Collections.sort(codedStrings, comparatorByText);
}
Strictly speaking, the concept of a callback function does not exist in Java, because in Java there are no functions, only methods, and you cannot pass a method around, you can only pass objects and interfaces. So, whoever has a reference to that object or interface may invoke any of its methods, not just one method that you might wish them to.
However, this is all fine and well, and we often speak of callback objects and callback interfaces, and when there is only one method in that object or interface, we may even speak of a callback method or even a callback function; we humans tend to thrive in inaccurate communication.
(Actually, perhaps the best approach is to just speak of "a callback" without adding any qualifications: this way, you cannot possibly go wrong.
See next sentence.)
One of the most famous examples of using a callback in Java is when you call an ArrayList object to sort itself, and you supply a comparator which knows how to compare the objects contained within the list.

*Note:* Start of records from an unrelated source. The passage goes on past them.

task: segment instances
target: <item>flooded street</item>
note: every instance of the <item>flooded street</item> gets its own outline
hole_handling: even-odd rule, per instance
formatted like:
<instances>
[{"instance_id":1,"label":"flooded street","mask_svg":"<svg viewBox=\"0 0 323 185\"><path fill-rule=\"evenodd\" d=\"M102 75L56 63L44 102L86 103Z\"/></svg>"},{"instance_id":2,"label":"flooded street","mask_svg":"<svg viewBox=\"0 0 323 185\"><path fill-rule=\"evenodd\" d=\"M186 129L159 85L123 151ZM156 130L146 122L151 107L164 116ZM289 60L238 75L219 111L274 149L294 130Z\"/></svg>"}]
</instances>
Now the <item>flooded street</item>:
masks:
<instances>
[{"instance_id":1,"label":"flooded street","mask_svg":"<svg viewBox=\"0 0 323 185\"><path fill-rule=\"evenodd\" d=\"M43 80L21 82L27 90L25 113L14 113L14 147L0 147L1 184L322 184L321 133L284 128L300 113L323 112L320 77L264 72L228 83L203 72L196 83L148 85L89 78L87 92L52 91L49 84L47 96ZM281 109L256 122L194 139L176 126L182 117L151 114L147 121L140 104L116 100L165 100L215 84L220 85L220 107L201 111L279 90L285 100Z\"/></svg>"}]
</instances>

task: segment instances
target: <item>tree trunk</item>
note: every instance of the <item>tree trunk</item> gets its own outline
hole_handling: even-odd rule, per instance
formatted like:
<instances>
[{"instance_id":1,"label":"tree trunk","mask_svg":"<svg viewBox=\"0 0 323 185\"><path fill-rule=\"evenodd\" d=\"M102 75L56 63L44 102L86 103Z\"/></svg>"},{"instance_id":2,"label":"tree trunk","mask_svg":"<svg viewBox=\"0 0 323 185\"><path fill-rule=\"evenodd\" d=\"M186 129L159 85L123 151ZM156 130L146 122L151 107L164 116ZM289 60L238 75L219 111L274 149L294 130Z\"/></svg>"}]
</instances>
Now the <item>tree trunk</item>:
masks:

Your code is the high-level layer, which calls the lower-level layer (the standard java runtime list object) supplying it with an interface to an object which is in your (high level) layer. The list will then be "calling back" your object to do the part of the job that it does not know how to do, namely to compare elements of the list. So, in this scenario the comparator can be thought of as a callback object.
A callback is commonly used in asynchronous programming, so you could create a method which handles the response from a web service. When you call the web service, you could pass the method to it so that when the web service responds, it call's the method you told it ... it "calls back".
In Java this can commonly be done through implementing an interface and passing an object (or an anonymous inner class) that implements it. You find this often with transactions and threading - such as the Futures API.
http://docs.oracle.com/javase/1.5.0/docs/api/java/util/concurrent/Future.html
In Java, callback methods are mainly used to address the "Observer Pattern", which is closely related to "Asynchronous Programming".
Although callbacks are also used to simulate passing methods as a parameter, like what is done in functional programming languages.